South Africa is currently observing National Teenage Suicide Prevention Week and organisations such as South African Depression and Anxiety Group (Sadag) are going all out to battle the scourge of teenage suicide.

In a dreadful irony, this week finds a family from kwaMashu in mourning after 16-year-old Qiniso Mqadi killed herself on Tuesday.

She hanged herself and left a goodbye note for her family.

Qiniso’s uncle, Mzwandile Mqadi, says the family think his niece’s suicide was triggered by the fact she was accused of stealing chocolate at a supermarket. She was subsequently handcuffed by security guards and held for several hours. She was released without any case being opened against her.

According to Sadag, 9,5% of all teen deaths in the country are due to suicide.

Meryl da Costa of Sadag said a third of all hospital admissions for suicide attempts involve teens.

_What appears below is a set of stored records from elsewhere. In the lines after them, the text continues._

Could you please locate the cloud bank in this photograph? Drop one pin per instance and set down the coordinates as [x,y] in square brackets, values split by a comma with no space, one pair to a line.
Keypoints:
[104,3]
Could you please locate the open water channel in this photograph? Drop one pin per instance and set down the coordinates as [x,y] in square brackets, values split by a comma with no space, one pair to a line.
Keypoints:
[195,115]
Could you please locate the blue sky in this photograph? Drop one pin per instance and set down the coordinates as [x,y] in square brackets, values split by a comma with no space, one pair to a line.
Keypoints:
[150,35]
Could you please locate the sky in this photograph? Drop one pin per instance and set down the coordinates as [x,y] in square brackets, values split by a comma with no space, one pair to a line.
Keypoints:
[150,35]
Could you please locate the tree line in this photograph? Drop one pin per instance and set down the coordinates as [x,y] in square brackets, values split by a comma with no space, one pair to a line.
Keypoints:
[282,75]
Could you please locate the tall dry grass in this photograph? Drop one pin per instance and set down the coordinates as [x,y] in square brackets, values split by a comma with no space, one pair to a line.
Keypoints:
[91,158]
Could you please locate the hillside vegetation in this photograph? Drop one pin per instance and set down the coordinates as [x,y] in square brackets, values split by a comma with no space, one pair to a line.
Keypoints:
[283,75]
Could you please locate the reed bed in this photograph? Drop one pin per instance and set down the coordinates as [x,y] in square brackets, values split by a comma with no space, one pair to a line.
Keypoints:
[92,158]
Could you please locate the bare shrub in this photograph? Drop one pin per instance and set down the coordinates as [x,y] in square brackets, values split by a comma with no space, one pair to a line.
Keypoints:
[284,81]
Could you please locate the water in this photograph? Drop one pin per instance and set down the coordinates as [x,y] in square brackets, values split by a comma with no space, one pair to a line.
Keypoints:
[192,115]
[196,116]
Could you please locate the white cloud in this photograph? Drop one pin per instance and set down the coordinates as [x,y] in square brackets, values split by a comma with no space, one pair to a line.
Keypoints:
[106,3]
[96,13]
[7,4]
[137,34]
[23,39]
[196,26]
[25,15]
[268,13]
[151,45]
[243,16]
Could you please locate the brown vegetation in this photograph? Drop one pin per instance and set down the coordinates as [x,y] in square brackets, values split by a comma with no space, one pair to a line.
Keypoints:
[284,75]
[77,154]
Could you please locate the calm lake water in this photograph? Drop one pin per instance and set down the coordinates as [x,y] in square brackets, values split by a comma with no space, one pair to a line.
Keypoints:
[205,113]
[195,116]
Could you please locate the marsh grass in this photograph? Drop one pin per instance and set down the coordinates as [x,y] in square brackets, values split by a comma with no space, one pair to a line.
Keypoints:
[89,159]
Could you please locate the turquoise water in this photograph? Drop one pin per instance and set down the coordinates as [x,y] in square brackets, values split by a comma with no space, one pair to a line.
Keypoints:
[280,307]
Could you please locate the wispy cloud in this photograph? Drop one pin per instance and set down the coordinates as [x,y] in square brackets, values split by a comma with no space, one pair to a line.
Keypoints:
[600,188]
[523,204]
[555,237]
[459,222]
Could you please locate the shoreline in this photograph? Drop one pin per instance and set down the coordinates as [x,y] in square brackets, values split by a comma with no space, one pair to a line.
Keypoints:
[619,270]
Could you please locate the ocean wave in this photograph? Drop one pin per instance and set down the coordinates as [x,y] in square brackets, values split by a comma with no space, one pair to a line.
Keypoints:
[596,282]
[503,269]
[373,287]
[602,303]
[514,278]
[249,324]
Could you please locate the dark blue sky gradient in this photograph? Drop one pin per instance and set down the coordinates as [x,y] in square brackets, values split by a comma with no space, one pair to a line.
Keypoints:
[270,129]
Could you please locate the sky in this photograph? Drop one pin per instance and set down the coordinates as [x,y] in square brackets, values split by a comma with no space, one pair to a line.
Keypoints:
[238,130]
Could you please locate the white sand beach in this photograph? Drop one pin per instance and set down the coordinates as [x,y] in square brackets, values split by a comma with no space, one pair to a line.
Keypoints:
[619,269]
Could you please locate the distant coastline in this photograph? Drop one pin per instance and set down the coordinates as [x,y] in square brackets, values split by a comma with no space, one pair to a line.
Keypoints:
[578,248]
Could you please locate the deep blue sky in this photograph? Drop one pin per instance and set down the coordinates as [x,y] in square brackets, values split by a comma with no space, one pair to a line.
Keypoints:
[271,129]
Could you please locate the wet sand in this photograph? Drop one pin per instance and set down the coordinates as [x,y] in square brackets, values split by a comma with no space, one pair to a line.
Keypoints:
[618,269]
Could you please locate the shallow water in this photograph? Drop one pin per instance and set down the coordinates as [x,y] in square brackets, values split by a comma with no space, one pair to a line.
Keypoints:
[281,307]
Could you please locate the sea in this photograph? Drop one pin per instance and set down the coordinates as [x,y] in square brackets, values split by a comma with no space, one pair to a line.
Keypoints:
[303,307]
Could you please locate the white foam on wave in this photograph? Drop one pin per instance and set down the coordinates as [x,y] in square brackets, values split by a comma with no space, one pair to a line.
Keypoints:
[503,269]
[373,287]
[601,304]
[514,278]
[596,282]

“One in five teens have attempted suicide, and 20,7% of teens have considered attempting suicide and 23,6% of teens have had sad or hopeless feelings,” she said, “and this is the info that we do know, there are a lot of suicides that are not reported,” Da Costa said.

But Da Costa believes that the numbers could be higher. She said teenagers nowadays are dealing with a lot more problems than teens from 10 or 20 years ago. “There is more pressure on them to make adult decisions and to behave and think like an adult, many are exposed to violence, trauma, abuse and rape … With the high rate of separation and divorce in families, the increase in poverty and chronic illness, it is difficult for them to cope or feel as if they can turn to someone for help.”

The actual cause for suicide is never due to one particular reason, according to Da Costa, but is a combination of issues that the teen is going through, such as relationship problems, bullying at school, family problems, parents getting divorced, domestic violence and abuse.

Pillay said more females engage in suicide attempts than males, while considerably more males actually kill themselves.

In the mind of a suicidal teenager, there appears to be no way out of the problems they face, and the young person cannot see the light at the end of the tunnel, Pillay explained.

But the crux of the matter, according to Pillay, is that many teenagers find it difficult to deal with life’s challenges. According to research, with teenage girls, for example, one in three girls felt that life’s problems were too much to cope with. That is why Pillay believes children should be taught from a young age to constructively deal with conflict and be armed with coping skills.

“The world has changed so much, where adolescents have more demands and stresses — more than we did. The world is more demanding for young people, especially if they don’t have sufficient coping skills.”

Some of the pressures include doing well in school, keeping up with peers, managing relationships and pleasing parents.

Pillay stressed the importance of seeking professional help when feeling depressed or suicidal.

“We need to take suicidal threats or thoughts seriously and avoid trying to contain or deal with it within the home if you’re not a professional,” he insisted.

• If you are a teenager or if a family member is a teenager or student and feeling depressed or suicidal, call Sadag on 0800 567 567 for free counselling.